DEV Community

Cover image for Kubernetes and Pods ...
Bek Brace
Bek Brace

Posted on

Kubernetes and Pods ...

Let me tell you about Kubernetes ..

Kubernetes : a tool for managing and automating containerized workloads in the cloud.

Imagine you have an orchestra (containers ) , think of each individual musician as a docker container , to create beautiful music we need a conductor to manage musicians and set the tempo.

Now imagine the conductor as Kubernetes and the orchestra as an app like robinhood , when the markets are closed , an app like robinhood is not doing much and when they open it needs to fulfill millions of trades for overpriced stocks like shopify, alibaba and tesla.

Kubernetes is the tool that orchestrates the infrastructure to handle the changing workload , it can scale containers across multiple machines and if one fails it knows how to replace it with a new one.

A system deployed on Kubernetes is known as a cluster, the brain of the operation is known as the control plane: it exposes an API server that can handle both internal and external requests to manage the cluster, it also contains its own Key:Value database called ETCD, used to store important information about running a cluster.

What it's managing is one or more worker machines called "NODES".
When you hear "node" think of a machine, and each node is running something called "KUBELET" which is a tiny application that runs on the machine to communicate back with the main control plane.

Inside of each "node" we have multiple "pods" which is the smallest deployable unit in "Kubernetes".

When you hear "pod", think of a pot of wales or containers running together.

As the workload increases, "Kubernetes" can automatically scale horizontally by adding more nodes to the cluster.
In the process, it takes care of complicated things like networking, secret management and so on.

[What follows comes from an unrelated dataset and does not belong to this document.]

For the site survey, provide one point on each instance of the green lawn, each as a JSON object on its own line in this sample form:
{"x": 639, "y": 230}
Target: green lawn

It's designed for high availability and one way it achieves that is by maintain a replica set, which is just a set of running pods ready to go at any given time.

As a developer, you define objects in yaml that describe the desired state of your cluster, for example, we might have an nginx deployment that has a replica set with three pods; in the spec field we can define exactly how it should behave like its containers, volumes, ports and so on.

You can take this configuration and use it to provision and scale containers automatically and ensure that they're always up and running and healthy.